“Some people like to talk about steampunk as an antique future,” said Jen McGrew, co-owner of McGrew Studios in Salt Lake City. Steampunk is a fusion of art, fashion and a dash of fiction which combines 19th century styles with futuristic sci-fi and fantasy.
“The public embraces it, so as a costume designer I’m a service provider, and so I build for the corporate world and for trade shows and conventions, and people love steampunk and so we bring it to them,” McGrew said. “You’re seeing pop up everywhere from little independent designers to mainstream fashion.”
Designer Amanda Carrington said she brought the steampunk theme to a recent Salt Lake City fashion show because of how popular it is lately. “I’m a pretty big comic book reader,” she said. “I have read comic books ever since I was about seven, and being in the Comic-Con world, and all that kind of stuff it just seemed like it would be the best fit for me.”
Carrington’s steampunk fashion show took place as part of a monthly art, fashion and dance event called RAW SLC. “It was pretty intense,” she said. “I was doing make up from 12 p.m. until the end.”
McGrew assured us there is more to steampunk than what you wear. “It’s an attitude,” she said.
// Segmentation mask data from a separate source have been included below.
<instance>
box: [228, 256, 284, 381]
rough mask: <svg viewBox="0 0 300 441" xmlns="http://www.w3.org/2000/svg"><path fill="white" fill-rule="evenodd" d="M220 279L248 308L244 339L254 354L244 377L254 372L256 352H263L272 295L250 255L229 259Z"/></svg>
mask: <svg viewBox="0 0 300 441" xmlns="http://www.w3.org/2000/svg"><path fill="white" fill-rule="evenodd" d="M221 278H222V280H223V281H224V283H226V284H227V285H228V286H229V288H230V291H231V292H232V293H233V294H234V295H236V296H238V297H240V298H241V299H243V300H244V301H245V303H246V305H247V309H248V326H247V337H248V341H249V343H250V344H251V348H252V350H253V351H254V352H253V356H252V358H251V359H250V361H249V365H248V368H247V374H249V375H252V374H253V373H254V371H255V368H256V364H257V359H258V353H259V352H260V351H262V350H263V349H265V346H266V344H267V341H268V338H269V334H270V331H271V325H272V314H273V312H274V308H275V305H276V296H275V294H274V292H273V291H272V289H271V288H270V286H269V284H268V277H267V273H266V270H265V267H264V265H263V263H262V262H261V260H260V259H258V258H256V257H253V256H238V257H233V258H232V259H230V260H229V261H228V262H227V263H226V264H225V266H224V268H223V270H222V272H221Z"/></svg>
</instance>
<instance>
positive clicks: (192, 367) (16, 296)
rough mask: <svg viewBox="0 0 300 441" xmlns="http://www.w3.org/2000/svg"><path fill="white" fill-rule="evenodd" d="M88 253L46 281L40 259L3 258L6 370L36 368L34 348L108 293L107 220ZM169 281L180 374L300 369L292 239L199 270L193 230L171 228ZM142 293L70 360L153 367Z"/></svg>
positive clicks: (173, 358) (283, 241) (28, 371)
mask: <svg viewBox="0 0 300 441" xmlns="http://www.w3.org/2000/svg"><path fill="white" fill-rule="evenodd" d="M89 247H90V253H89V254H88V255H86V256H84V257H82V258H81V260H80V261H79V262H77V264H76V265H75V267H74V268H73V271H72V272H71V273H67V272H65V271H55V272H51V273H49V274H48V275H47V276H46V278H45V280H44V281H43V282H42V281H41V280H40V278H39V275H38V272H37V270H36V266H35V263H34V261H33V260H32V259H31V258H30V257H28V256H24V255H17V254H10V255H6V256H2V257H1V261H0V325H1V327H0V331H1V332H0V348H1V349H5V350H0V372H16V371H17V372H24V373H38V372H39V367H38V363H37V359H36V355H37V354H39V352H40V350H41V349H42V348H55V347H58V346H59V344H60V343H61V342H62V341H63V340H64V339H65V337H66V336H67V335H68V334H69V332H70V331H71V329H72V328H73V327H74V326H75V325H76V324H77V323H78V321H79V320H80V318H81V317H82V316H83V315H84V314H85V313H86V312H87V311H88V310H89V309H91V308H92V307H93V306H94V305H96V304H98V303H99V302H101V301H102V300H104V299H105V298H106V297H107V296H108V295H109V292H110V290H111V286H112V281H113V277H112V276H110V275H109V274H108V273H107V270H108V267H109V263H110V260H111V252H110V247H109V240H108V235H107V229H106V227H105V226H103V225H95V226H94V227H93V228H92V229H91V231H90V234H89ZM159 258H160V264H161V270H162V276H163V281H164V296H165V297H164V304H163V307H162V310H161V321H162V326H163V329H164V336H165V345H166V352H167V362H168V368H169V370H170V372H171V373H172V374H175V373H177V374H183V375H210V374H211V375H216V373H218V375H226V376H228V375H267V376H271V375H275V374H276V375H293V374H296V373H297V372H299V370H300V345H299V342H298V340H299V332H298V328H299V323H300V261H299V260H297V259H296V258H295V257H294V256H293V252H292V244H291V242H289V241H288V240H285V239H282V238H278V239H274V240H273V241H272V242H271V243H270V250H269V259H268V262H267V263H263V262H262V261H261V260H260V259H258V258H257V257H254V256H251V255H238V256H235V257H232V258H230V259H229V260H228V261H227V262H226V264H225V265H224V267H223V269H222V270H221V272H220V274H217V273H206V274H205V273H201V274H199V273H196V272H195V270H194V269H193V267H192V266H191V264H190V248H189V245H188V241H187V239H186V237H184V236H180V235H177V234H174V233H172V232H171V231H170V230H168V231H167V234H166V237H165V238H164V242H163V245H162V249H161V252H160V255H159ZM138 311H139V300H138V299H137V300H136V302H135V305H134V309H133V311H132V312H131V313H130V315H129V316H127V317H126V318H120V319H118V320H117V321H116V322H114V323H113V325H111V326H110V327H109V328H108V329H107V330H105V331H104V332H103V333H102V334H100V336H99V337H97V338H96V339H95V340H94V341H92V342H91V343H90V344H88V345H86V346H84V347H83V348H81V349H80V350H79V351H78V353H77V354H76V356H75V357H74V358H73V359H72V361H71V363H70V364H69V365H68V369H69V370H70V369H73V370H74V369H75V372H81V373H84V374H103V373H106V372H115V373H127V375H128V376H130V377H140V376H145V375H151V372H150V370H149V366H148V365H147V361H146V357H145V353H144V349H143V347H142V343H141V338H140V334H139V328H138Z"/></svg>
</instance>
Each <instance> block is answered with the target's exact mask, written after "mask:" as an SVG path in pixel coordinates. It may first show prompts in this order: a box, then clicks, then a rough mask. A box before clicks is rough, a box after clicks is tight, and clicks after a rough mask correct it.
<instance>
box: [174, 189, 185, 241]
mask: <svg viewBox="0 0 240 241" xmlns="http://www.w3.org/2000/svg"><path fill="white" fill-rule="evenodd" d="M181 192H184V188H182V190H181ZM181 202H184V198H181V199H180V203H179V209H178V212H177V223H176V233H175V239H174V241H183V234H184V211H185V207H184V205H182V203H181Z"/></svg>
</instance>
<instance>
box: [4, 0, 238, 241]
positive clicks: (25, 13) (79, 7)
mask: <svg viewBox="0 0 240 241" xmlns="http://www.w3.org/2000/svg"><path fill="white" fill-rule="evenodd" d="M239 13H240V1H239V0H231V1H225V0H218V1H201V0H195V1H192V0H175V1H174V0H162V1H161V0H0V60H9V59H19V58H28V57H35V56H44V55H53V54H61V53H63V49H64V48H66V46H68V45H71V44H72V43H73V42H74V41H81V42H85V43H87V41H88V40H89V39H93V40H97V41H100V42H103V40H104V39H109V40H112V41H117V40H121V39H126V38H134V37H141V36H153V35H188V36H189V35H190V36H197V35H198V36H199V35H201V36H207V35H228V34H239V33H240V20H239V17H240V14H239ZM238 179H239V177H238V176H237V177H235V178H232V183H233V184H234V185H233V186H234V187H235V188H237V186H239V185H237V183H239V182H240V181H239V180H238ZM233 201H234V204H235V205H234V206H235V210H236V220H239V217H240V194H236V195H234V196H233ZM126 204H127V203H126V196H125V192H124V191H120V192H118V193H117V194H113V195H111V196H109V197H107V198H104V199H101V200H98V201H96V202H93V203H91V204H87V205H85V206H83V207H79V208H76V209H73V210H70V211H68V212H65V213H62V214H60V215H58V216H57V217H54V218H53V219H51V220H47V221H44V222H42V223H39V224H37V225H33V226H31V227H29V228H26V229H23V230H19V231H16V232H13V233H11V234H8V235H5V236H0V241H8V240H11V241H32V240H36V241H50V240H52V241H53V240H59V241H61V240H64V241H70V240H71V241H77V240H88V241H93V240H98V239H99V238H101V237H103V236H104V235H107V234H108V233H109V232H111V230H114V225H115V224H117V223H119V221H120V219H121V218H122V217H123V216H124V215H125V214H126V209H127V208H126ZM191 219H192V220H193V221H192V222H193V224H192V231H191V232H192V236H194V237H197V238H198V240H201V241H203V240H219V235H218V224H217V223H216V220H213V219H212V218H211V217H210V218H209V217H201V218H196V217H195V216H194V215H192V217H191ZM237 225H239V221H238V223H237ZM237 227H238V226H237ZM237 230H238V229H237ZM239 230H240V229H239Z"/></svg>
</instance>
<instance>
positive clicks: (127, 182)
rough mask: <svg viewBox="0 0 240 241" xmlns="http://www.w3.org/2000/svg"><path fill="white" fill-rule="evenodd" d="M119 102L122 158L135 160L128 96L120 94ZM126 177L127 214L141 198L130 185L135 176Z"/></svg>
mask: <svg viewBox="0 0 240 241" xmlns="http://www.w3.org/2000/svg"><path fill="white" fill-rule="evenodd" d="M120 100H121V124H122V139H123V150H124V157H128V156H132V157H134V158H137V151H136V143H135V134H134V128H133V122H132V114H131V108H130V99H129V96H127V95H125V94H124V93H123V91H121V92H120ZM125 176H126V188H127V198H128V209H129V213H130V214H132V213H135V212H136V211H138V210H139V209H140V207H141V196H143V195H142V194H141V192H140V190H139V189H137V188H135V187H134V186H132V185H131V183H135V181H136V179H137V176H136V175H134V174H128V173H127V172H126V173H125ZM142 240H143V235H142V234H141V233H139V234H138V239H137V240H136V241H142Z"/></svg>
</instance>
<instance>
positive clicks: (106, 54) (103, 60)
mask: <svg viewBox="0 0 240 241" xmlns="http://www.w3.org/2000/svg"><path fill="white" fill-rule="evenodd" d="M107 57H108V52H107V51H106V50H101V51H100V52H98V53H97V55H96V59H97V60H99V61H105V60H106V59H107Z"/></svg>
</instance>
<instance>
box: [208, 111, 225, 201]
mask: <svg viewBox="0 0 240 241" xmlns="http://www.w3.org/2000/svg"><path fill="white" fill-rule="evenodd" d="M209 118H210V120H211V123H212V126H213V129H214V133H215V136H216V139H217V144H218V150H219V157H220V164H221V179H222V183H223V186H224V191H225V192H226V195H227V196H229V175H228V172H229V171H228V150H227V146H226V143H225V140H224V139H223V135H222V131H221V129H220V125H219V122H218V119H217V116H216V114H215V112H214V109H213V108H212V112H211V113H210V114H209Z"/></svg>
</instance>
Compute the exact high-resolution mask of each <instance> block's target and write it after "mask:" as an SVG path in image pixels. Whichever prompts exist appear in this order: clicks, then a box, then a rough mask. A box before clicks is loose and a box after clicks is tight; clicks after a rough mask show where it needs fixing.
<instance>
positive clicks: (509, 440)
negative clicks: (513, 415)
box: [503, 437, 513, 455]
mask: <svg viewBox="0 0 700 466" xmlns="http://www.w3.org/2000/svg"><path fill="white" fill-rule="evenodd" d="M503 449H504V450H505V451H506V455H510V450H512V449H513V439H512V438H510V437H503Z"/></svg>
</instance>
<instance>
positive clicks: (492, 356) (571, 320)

Steampunk is influenced by and often adopts the style of the 19th-century scientific romances of Jules Verne, H.G. Wells, and Mary Shelley. Several works of art and fiction significant to the development of the genre were produced before the genre had a name. The oldest precursor of this genre in film, Fritz Lang’s masterpiece, “Metropolis” (1927), may be the single most important early film to represent steampunk as an emerging stylistic genre.